At 73, Prince Charles has spent virtually his entire life in waiting. Queen Elizabeth has shown remarkable longevity (although her mother lived to be 101) as well as resilience. She has had to put up with a vast number of indiscretions in the royal family, most recently Prince Andrew being forced to settle a sex abuse lawsuit that stemmed from his association with Jeffrey Epstein. Yet, most of the royal wrath has been aimed at Harry and Meghan for breaking ranks and making a go of it on their own in LA. Meanwhile, Charles bides his time.
The Queen has passed some of her duties onto him, but most of these had previously belonged to his father. No one is ready to call him King, and many would like to see him abdicate and pass the title onto his eldest son, William, who is far more popular among the English populace. That's unlikely to happen as Charles has been waiting for this moment far too long to pass it over.
Not that he hasn't occupied his time. After a rather cavalier beginning, he settled down more and less, and tried his hand at a great number of things, ranging from architectural criticism to watercolors. I won't get into his marriage with Lady Diana, as it simply becomes too complex and unpleasant to recall.
Lately, he has taken on "affordable housing," if you can call it that. His Poundbury looks like something out of Edwardian times, with the cheapest one-bedroom flat selling for 190,000 quid. You might call it the maid's room.
Charles has been a stern critic of contemporary architecture, admonishing the Royal Institute of British Architects time and again. Much of his wrath was aimed at Sir Richard Rogers, who until his death in 2021 was widely regarded as the greatest living British architect. Charles simply couldn't get his modern forms, favoring traditional architecture instead. So, the Prince set about making his model village in 1993, which now bears fruition nearly 30 years later.
You can take Poundbury or leave it. He enlisted the Luxembourg architect, Leon Krier, who drew up the town plan along the same lines as Seaside, Florida, which he had previously consulted on. It harks back to the more gentle times of England, recalling the virtues of Ebenezer Howard's Garden Cities. I suppose in this sense you can call it sustainable. This movement has been dubbed New Urbanism, and has become very popular among those trying to evoke more simple times.

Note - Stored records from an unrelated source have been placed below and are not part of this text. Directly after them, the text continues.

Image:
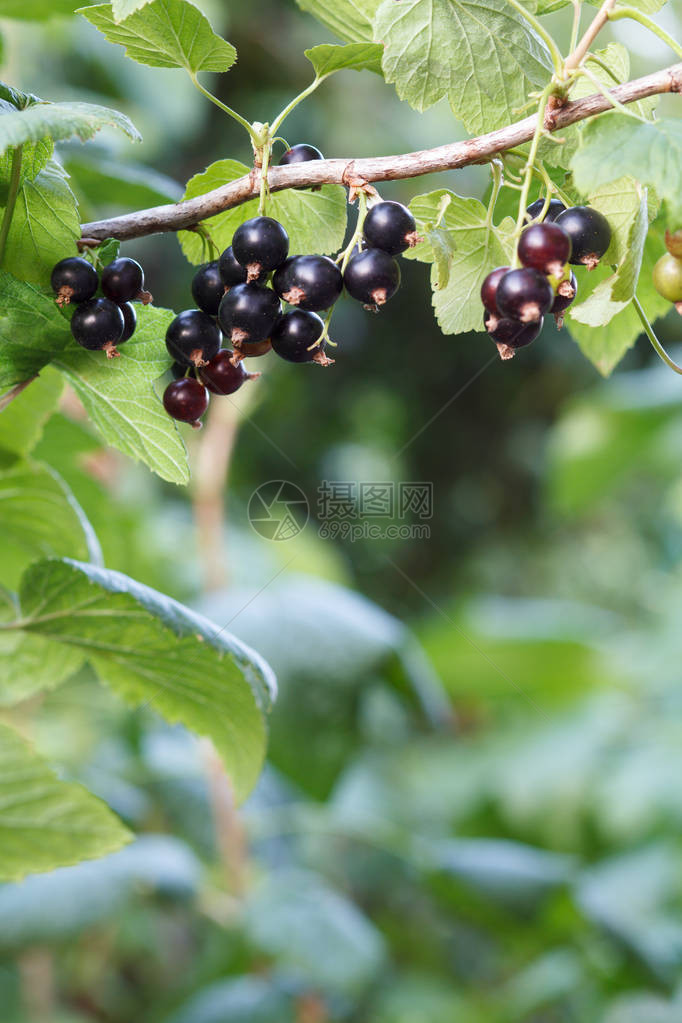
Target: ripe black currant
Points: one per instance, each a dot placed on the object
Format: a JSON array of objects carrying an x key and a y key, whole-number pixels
[
  {"x": 222, "y": 375},
  {"x": 296, "y": 334},
  {"x": 553, "y": 210},
  {"x": 208, "y": 287},
  {"x": 97, "y": 324},
  {"x": 260, "y": 243},
  {"x": 74, "y": 279},
  {"x": 391, "y": 226},
  {"x": 545, "y": 248},
  {"x": 525, "y": 295},
  {"x": 186, "y": 400},
  {"x": 372, "y": 277},
  {"x": 311, "y": 282},
  {"x": 247, "y": 313},
  {"x": 124, "y": 279},
  {"x": 129, "y": 321},
  {"x": 192, "y": 338},
  {"x": 589, "y": 232}
]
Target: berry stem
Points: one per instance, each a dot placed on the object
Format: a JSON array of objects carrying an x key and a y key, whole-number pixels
[{"x": 12, "y": 192}]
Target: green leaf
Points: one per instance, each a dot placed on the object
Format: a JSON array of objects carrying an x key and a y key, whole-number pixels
[
  {"x": 350, "y": 19},
  {"x": 315, "y": 221},
  {"x": 45, "y": 823},
  {"x": 152, "y": 651},
  {"x": 166, "y": 34},
  {"x": 482, "y": 54},
  {"x": 120, "y": 398},
  {"x": 356, "y": 56},
  {"x": 616, "y": 143},
  {"x": 475, "y": 249}
]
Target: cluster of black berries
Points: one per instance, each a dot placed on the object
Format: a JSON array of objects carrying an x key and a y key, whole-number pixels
[
  {"x": 516, "y": 301},
  {"x": 100, "y": 323}
]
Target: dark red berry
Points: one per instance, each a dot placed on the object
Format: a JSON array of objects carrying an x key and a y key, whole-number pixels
[
  {"x": 223, "y": 375},
  {"x": 123, "y": 280},
  {"x": 372, "y": 277},
  {"x": 553, "y": 210},
  {"x": 545, "y": 248},
  {"x": 525, "y": 295},
  {"x": 294, "y": 338},
  {"x": 260, "y": 243},
  {"x": 311, "y": 282},
  {"x": 192, "y": 338},
  {"x": 208, "y": 287},
  {"x": 247, "y": 313},
  {"x": 186, "y": 400},
  {"x": 589, "y": 232},
  {"x": 392, "y": 227},
  {"x": 74, "y": 279},
  {"x": 97, "y": 324}
]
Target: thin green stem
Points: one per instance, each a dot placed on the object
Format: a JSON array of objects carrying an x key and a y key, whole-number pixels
[
  {"x": 638, "y": 15},
  {"x": 648, "y": 330},
  {"x": 227, "y": 109},
  {"x": 12, "y": 192}
]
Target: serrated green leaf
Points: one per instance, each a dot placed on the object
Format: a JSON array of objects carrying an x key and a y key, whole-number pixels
[
  {"x": 315, "y": 221},
  {"x": 166, "y": 34},
  {"x": 476, "y": 249},
  {"x": 152, "y": 651},
  {"x": 326, "y": 58},
  {"x": 121, "y": 400},
  {"x": 482, "y": 54},
  {"x": 350, "y": 19},
  {"x": 616, "y": 143},
  {"x": 45, "y": 823}
]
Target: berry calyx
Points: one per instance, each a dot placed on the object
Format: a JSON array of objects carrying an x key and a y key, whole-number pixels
[
  {"x": 192, "y": 338},
  {"x": 260, "y": 245},
  {"x": 525, "y": 295},
  {"x": 545, "y": 248},
  {"x": 312, "y": 282},
  {"x": 296, "y": 337},
  {"x": 186, "y": 400},
  {"x": 392, "y": 227},
  {"x": 97, "y": 325},
  {"x": 554, "y": 209},
  {"x": 222, "y": 375},
  {"x": 74, "y": 279},
  {"x": 372, "y": 277},
  {"x": 123, "y": 280},
  {"x": 208, "y": 287},
  {"x": 589, "y": 232},
  {"x": 247, "y": 313}
]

Disney built several villages along these lines in Central Florida, such as Celebration, which takes this urbanism to the level of kitsch.
Granted, modern architecture can be overwhelming at times, but you can achieve these same urban goals with modern forms. Charles Moore did it with Sea Ranch, California, in the 1970s, which looks as fresh today as it did when it was started. In fact, many modern architects have experimented with local vernacular forms, seeing if they can turn them into something fresh and inspiring. The whole point of architecture is to capture the times we live in.
Not so for Prince Charles, he prefers the staid architecture he grew up in, and feels these traditional forms are timeless. He sees Poundbury as his architectural legacy.
I suppose there are worse things he could have done, like become a painter. His watercolors were once on exhibit in Vilnius, and very few local art critics came away impressed, least of all my mother-in-law. She said she did better watercolors in high school. Like his architecture, Charles seems trapped in the past. As bad as they are, they sure do make the rounds. I don't know if this is something he still does, or if the same watercolors are on perpetual tour.
Suffice it to say, Charles in no way represents progress. He isn't going to further the Crown one bit. Rather, he will sink it into an even deeper miasma than it already is. Whether his creative abilities were stifled as a child in that rough boarding school his father shipped him away to, or he simply lacked the creative genius to ever be more than a prince in waiting is anyone's guess.
The worst part about it is that William will now be forced to wait. Hopefully, not as long as his father, but most likely he won't take the throne before he turns 60, as it seems this royal family has remarkable longevity in its genes.